Karena anggaran negara adalah ranah publik, proses politik pembahasan anggaran harus dijalankan bersama oleh DPR melalui diskusi mendalam di setiap komisi dengan para menteri terkait, serta antara Badan Anggaran dengan Menteri Keuangan. “Setiap program yang menjalankan anggaran negara tidak melalui proses legislasi adalah pelanggaran terhadap konstitusi. Jika ada kebijakan dan program nyelonong dengan memanfaatkan anggaran maka kebijakan tersebut hanya kehendak individu pejabat dan tidak ada proses legislasi, maka ini terindikasi melanggar konstitusi dan undang-undang negara,” papar Didik dengan tegas.

Dengan demikian, Didik menekankan bahwa setiap Rupiah dari anggaran negara harus melewati pembahasan intensif dengan DPR, berdasarkan asumsi yang telah disepakati di setiap komisi, ditetapkan oleh Badan Anggaran, dan kemudian disetujui dalam Sidang Paripurna. “Inilah proses yang sah dari program pemerintah yang melibatkan alokasi anggaran negara. Tidak bisa lewat keputusan menteri atau SK gubernur,” tuturnya, menggarisbawahi pentingnya legitimasi parlemen.

Lebih lanjut, Didik juga menyoroti bahwa pelaksanaan anggaran dan pengelolaan kas, termasuk penerimaan, belanja, dan utang, sepenuhnya dijalankan oleh Kementerian Keuangan harus berdasarkan dan diatur oleh undang-undang. Ia menyebutkan bahwa penempatan dana Rp 200 triliun tersebut berpotensi melanggar Undang-Undang Nomor 1 Tahun 2004 tentang Perbendaharaan Negara, khususnya Pasal 22, ayat 4, 8, dan 9.

Secara rinci, Ayat 4 menjelaskan bahwa Menteri Keuangan dapat membuka rekening penerimaan (pajak dan PNBP) dan rekening pengeluaran (operasional APBN) di bank umum. Kemudian pada Ayat 8, rekening pengeluaran diisi dana dari RUKN (Rekening Umum Kas Negara) yang ditempatkan di Bank Sentral. Namun, pada Ayat 9, secara gamblang disebutkan bahwa jumlah dana yang disediakan di rekening dan pengeluaran harus disesuaikan dengan kebutuhan pemerintah yang sudah ditetapkan dalam APBN. “Pengeluaran anggaran negara untuk program-program yang tidak ditetapkan oleh APBN jelas melanggar Ayat 9. Ayat ini sangat jelas membatasi jumlah dan tujuan penempatan sebatas pada operasional pengeluaran sesuai rencana pemerintah yang sudah ditetapkan dalam APBN, bukan untuk program-program yang seingat di kepala lalu dijalankan,” ujar Didik dengan nada peringatan.

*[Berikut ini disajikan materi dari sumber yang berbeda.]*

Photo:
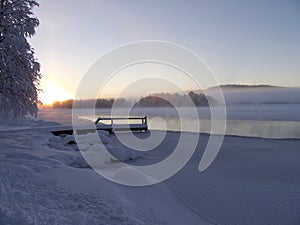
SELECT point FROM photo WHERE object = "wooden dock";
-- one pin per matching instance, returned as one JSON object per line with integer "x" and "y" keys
{"x": 111, "y": 124}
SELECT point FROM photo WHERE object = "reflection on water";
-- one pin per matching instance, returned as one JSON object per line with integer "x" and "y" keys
{"x": 268, "y": 121}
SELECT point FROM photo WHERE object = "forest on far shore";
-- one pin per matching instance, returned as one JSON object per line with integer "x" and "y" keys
{"x": 154, "y": 100}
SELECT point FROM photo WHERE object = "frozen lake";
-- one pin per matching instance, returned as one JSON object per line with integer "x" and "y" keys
{"x": 268, "y": 121}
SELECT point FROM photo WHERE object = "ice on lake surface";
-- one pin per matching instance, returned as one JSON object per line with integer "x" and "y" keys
{"x": 261, "y": 120}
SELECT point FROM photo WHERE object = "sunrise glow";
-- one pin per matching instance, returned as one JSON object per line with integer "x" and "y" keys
{"x": 53, "y": 92}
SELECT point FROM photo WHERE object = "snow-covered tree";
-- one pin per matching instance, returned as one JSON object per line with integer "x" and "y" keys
{"x": 19, "y": 69}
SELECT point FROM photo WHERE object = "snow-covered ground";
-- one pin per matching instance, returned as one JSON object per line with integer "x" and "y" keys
{"x": 44, "y": 180}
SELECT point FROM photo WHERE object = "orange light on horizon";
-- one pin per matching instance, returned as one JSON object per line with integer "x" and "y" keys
{"x": 52, "y": 93}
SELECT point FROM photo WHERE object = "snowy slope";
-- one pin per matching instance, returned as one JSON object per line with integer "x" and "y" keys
{"x": 44, "y": 180}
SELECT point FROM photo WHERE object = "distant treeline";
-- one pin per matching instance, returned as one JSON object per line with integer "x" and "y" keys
{"x": 163, "y": 100}
{"x": 155, "y": 100}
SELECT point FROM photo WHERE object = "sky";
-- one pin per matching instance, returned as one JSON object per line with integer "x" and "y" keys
{"x": 248, "y": 42}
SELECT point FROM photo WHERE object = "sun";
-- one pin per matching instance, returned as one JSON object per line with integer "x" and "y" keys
{"x": 52, "y": 93}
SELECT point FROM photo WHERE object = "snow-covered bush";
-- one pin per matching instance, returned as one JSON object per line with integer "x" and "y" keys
{"x": 19, "y": 70}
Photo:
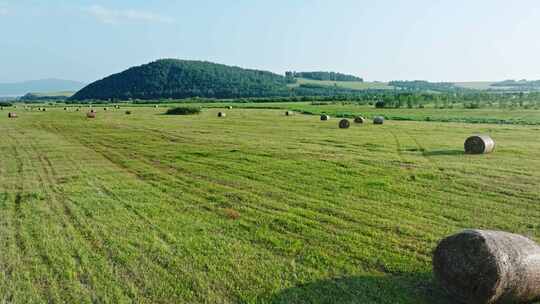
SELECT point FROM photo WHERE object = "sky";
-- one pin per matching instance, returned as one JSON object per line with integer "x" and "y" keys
{"x": 436, "y": 40}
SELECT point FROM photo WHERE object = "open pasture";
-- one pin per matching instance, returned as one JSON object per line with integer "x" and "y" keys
{"x": 254, "y": 207}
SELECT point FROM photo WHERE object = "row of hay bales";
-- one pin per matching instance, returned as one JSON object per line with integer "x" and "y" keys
{"x": 477, "y": 144}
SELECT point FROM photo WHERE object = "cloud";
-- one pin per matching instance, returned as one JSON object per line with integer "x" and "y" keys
{"x": 3, "y": 9}
{"x": 112, "y": 16}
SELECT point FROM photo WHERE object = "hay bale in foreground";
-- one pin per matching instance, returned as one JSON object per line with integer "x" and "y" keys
{"x": 344, "y": 124}
{"x": 359, "y": 119}
{"x": 487, "y": 267}
{"x": 479, "y": 144}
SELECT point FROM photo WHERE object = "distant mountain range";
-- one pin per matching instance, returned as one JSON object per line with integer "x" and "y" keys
{"x": 42, "y": 85}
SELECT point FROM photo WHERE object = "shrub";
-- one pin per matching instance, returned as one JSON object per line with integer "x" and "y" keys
{"x": 379, "y": 104}
{"x": 184, "y": 110}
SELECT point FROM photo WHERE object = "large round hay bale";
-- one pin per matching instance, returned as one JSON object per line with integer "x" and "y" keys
{"x": 479, "y": 144}
{"x": 485, "y": 267}
{"x": 359, "y": 119}
{"x": 378, "y": 120}
{"x": 344, "y": 124}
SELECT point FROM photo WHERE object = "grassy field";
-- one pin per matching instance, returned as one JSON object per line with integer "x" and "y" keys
{"x": 356, "y": 85}
{"x": 492, "y": 115}
{"x": 252, "y": 208}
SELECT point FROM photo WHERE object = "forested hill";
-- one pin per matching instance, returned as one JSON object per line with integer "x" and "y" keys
{"x": 172, "y": 78}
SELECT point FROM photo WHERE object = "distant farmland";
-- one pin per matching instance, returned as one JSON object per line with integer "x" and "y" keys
{"x": 255, "y": 207}
{"x": 355, "y": 85}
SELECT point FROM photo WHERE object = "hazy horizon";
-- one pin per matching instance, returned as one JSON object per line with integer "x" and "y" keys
{"x": 453, "y": 41}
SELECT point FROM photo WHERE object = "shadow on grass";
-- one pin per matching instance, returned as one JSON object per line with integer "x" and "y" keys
{"x": 443, "y": 152}
{"x": 417, "y": 289}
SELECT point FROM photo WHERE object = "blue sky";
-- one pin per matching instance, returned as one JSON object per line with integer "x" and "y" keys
{"x": 378, "y": 40}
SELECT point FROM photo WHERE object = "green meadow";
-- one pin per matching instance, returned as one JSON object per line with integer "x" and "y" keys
{"x": 256, "y": 207}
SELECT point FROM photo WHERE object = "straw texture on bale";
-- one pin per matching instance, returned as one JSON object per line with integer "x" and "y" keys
{"x": 359, "y": 119}
{"x": 479, "y": 144}
{"x": 488, "y": 267}
{"x": 344, "y": 124}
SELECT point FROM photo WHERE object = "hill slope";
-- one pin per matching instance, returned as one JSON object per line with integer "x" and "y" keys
{"x": 172, "y": 78}
{"x": 42, "y": 85}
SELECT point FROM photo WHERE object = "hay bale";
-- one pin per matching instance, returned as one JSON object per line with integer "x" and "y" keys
{"x": 479, "y": 144}
{"x": 485, "y": 267}
{"x": 359, "y": 119}
{"x": 344, "y": 124}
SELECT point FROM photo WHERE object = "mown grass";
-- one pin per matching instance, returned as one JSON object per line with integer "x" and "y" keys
{"x": 257, "y": 208}
{"x": 488, "y": 115}
{"x": 355, "y": 85}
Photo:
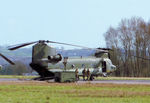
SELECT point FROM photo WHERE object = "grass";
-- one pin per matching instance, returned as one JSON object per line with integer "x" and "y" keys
{"x": 17, "y": 76}
{"x": 43, "y": 92}
{"x": 122, "y": 78}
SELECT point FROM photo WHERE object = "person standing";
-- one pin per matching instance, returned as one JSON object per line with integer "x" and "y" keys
{"x": 88, "y": 74}
{"x": 84, "y": 73}
{"x": 76, "y": 74}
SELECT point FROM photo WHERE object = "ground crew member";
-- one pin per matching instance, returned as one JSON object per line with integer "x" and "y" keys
{"x": 88, "y": 74}
{"x": 76, "y": 73}
{"x": 84, "y": 73}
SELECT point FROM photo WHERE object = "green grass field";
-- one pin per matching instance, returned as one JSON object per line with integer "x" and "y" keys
{"x": 43, "y": 92}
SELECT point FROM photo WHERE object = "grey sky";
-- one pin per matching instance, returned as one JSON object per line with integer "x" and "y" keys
{"x": 80, "y": 22}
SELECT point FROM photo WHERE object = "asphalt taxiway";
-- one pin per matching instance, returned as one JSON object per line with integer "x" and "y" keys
{"x": 81, "y": 81}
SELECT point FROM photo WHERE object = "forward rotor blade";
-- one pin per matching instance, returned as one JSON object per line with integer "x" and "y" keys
{"x": 21, "y": 45}
{"x": 8, "y": 60}
{"x": 69, "y": 44}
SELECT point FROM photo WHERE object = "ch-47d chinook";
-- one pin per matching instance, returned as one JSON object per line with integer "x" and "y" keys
{"x": 8, "y": 60}
{"x": 46, "y": 61}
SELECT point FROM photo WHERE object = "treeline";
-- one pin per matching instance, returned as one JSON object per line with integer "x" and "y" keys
{"x": 130, "y": 42}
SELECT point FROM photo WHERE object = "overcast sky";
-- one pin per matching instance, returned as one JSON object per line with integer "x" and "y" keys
{"x": 81, "y": 22}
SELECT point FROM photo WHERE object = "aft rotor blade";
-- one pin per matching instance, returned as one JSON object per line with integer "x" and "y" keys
{"x": 21, "y": 45}
{"x": 8, "y": 60}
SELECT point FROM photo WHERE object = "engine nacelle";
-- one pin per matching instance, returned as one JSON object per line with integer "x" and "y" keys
{"x": 55, "y": 58}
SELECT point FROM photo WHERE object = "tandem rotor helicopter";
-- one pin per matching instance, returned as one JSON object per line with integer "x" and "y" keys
{"x": 46, "y": 61}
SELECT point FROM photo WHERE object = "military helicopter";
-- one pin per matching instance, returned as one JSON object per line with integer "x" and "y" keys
{"x": 8, "y": 60}
{"x": 46, "y": 61}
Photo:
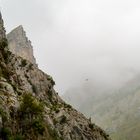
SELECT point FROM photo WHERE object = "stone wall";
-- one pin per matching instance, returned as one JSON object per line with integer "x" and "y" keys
{"x": 20, "y": 45}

Dengan argumen tersebut, Didik menyimpulkan bahwa tujuan dan jumlah penempatan dana pemerintah di bank umum hanya diperuntukkan bagi kepentingan operasional pengeluaran APBN yang jumlah dan penggunaannya telah disetujui oleh DPR. Dana ini tidak semestinya digunakan untuk disalurkan oleh bank ke industri melalui skema kredit umum yang terlepas dari pembiayaan APBN. “Rekening tersebut terbatas pada kepentingan operasional APBN, bukan untuk melaksanakan program yang tidak ditetapkan APBN. Penempatan dana Rp 200 triliun rupiah dari anggaran negara secara spontan tersebut juga melanggar Pasal 22 ayat 4 UU 1/2004 tersebut,” tandas Didik, menegaskan kembali dual pelanggaran yang disorotinya.